WIU Student Advocates for Ovarian Cancer Awareness

Kaitlyn Bossolono feels like a regular young woman now, but four years ago the then 16 year old’s life was flipped upside down by cancer.

“I had no emotion,” she said. “I didn’t know anyone who had cancer.”

What doctors insisted was constipation turned out to be a germ cell tumor in Kaitlyn’s ovary.

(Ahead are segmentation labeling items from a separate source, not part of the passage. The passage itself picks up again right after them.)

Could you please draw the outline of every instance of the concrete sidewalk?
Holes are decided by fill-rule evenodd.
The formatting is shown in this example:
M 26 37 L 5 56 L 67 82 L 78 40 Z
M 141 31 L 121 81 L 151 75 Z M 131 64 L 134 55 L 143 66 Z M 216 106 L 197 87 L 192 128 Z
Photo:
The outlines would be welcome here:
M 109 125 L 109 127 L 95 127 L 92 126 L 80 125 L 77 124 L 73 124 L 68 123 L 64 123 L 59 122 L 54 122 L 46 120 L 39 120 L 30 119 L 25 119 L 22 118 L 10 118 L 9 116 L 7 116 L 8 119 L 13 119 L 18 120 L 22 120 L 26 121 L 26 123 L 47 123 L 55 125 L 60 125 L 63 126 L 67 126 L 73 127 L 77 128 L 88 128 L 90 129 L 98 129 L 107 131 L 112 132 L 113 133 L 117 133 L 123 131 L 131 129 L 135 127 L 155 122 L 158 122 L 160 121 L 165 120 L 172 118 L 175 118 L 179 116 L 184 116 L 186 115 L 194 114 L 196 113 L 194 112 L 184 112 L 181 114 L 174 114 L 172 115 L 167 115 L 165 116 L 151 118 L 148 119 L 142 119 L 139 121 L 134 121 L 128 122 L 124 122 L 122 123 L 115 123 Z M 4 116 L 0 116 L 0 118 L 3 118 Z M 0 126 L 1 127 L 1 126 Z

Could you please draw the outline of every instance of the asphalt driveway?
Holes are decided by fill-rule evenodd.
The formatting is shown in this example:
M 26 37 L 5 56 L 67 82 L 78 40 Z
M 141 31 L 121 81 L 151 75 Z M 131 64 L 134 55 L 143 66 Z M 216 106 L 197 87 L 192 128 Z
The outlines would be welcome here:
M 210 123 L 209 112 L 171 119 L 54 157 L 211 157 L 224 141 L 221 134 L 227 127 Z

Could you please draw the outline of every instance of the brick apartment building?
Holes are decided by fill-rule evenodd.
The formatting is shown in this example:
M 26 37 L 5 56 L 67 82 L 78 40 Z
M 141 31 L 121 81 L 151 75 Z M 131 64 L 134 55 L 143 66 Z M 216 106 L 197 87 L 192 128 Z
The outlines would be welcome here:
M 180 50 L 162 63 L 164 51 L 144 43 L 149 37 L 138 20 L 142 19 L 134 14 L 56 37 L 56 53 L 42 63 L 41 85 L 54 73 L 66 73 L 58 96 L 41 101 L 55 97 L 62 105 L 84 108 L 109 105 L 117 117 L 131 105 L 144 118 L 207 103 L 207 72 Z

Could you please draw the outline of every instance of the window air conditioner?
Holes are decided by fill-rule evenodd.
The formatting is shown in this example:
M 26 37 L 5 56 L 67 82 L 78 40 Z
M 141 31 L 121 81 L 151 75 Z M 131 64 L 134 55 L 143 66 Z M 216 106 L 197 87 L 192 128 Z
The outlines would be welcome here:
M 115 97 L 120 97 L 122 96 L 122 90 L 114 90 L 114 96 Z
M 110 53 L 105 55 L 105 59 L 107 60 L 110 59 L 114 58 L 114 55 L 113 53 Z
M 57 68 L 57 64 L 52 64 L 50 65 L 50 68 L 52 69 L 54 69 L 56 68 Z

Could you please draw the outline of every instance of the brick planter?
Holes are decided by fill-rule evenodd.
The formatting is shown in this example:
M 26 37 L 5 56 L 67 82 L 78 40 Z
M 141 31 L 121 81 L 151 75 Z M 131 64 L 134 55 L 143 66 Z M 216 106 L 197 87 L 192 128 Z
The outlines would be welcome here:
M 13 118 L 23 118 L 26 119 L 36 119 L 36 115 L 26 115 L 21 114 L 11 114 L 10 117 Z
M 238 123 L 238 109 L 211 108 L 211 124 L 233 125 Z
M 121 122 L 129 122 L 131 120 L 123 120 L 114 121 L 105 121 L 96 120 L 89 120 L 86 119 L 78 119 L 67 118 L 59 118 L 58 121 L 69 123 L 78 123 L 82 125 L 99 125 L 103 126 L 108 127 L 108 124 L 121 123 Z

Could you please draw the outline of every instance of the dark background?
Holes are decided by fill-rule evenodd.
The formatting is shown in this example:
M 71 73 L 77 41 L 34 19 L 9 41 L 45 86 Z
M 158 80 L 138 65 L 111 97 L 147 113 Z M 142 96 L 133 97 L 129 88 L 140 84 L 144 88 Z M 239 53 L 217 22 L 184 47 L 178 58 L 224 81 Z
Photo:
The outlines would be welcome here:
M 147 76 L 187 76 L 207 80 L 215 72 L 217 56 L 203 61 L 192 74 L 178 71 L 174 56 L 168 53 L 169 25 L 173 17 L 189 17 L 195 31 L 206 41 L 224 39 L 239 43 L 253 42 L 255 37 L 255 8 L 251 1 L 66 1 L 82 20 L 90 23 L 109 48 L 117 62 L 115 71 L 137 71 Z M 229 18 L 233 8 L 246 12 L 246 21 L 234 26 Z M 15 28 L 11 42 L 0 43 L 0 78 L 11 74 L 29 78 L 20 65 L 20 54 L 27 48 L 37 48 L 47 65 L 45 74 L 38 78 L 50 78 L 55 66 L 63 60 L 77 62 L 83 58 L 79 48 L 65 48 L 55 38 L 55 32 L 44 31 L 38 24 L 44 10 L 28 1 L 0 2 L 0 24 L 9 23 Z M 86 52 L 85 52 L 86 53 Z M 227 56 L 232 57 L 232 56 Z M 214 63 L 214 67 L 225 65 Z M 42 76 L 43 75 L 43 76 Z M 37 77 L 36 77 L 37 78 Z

A kind of cancer that her mom was shocked her young daughter could have.

“It was real surprising because you do think of it as older ladies,” Shirley McLaughlin, Kaitlyn’s mom said. “Something an older woman would get.”

After many rounds of chemotherapy and one reoccurrence of tumors, Kaitlyn was declared in remission in September of 2012.

The thought of it returning is always in the back of her mind.

“I still say, ‘I’m in remission. I’m not cured,'” she said. “It could come back. Even though there’s a high chance it won’t, still anything could happen.”

Chemotherapy left some lasting effects. Kaitlyn only has one ovary and struggles with anxiety.

“It is worth it,” she said. “Some days it’s hard to think that it’s worth it, but all in all it is worth it.”

Now that she’s healthy, she’s working to create awareness for the disease. Last year she worked with the WIU Women’s Center to put of posters around town, and even gave a speech about her battle.

“It is a very deadly disease,” she said.

And mom is on board too. She said she is proud of her daughter for speaking out.

“Younger girls can get this,” she said. “She’s young, and it happened to her.”